Mudanças nas Regras de Royalties do Petróleo
A proposta de alteração nas normas que regem a distribuição dos royalties do petróleo coloca em risco a sustentabilidade financeira do Estado do Rio de Janeiro e de seus 92 municípios. O impacto é especialmente alarmante para cidades que dependem profundamente deste setor, como Maricá, Niterói, Saquarema, Campos dos Goytacazes, Macaé, Arraial do Cabo, Araruama, Cabo Frio, além da capital, Rio de Janeiro, e outras localidades como São João da Barra, Angra dos Reis, Casimiro de Abreu e Paraty. Nessas áreas, o equilíbrio fiscal está diretamente ligado aos repasses provenientes da exploração de petróleo e gás, essencial para a manutenção de investimentos e serviços públicos.
O julgamento das Ações Diretas de Inconstitucionalidade (ADIs) 4917 e 4918, agendado pelo Supremo Tribunal Federal (STF) para o dia 6 de maio de 2026, poderá determinar um futuro econômico incerto para o estado. Caso a decisão seja desfavorável, as bases produtivas da região se tornarão frágeis, e haverá mudanças drásticas no fluxo de recursos. Isso impactará não apenas o custeio de despesas essenciais, mas também a capacidade de investimento das cidades mencionadas.
É importante ressaltar que os royalties do petróleo não são destinados ao pagamento de dívidas públicas; na verdade, uma significativa parcela desse montante é utilizada para financiar a previdência de milhares de servidores estaduais. Esses recursos são cruciais para garantir o pagamento de aposentadorias e pensões, o que se reflete diretamente na qualidade de vida e no bem-estar da população fluminense.

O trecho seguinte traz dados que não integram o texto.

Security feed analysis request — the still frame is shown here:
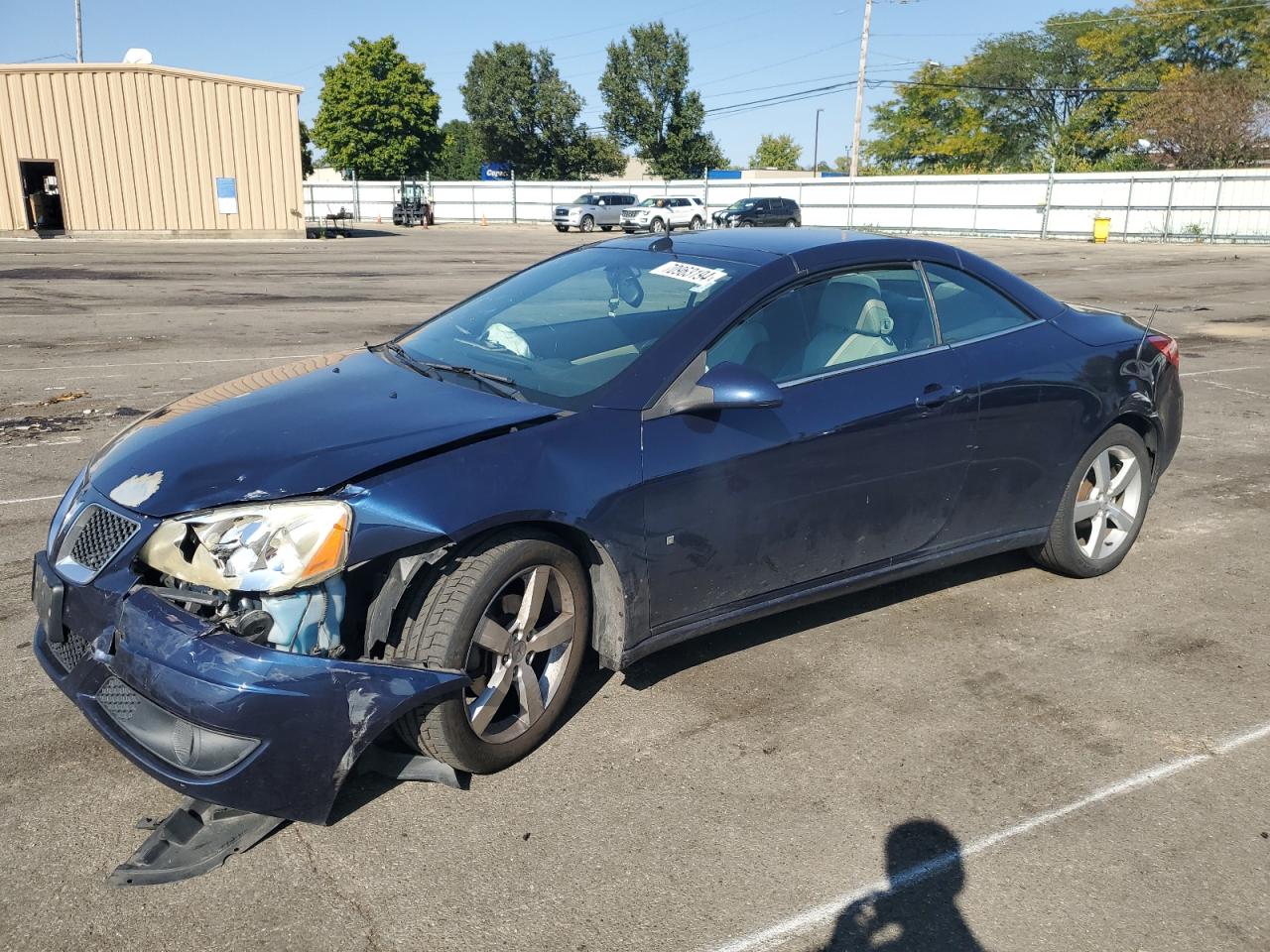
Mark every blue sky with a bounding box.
[0,0,1110,165]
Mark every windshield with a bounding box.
[400,248,753,410]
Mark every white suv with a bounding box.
[622,195,706,235]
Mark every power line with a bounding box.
[1043,3,1270,26]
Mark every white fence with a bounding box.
[305,169,1270,241]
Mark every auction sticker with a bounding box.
[649,262,727,291]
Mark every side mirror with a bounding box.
[667,362,785,414]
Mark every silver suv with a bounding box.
[552,191,639,231]
[622,195,706,235]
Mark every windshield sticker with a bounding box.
[649,262,727,291]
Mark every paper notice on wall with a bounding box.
[216,178,237,214]
[649,262,727,291]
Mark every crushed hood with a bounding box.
[89,350,557,517]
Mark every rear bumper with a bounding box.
[33,552,467,822]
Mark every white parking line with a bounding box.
[712,724,1270,952]
[1178,367,1261,377]
[0,354,321,380]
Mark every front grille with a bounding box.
[96,678,141,721]
[59,503,141,574]
[49,631,92,674]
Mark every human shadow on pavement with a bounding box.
[822,820,984,952]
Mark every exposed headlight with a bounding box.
[141,499,353,594]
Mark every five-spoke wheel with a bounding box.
[1033,424,1151,577]
[385,532,590,774]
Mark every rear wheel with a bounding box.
[1033,424,1151,579]
[385,536,590,774]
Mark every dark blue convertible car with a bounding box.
[33,228,1183,822]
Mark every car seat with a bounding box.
[803,274,898,373]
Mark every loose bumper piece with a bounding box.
[33,553,467,822]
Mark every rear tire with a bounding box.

Impactos da Lei Federal 12.734/2012
A Lei Federal 12.734/2012 foi apresentada com a justificativa de promover uma equidade fiscal entre os estados produtores e não produtores de petróleo. No entanto, essa legislação, na prática, rompe com o acordo estabelecido na Constituição de 1988. Naquela época, os estados produtores abriram mão da cobrança de ICMS sobre o petróleo na sua origem, em troca da participação nos royalties. A ruptura dessa estrutura gera uma instabilidade jurídica e econômica que desestimula novos investimentos no setor petrolífero.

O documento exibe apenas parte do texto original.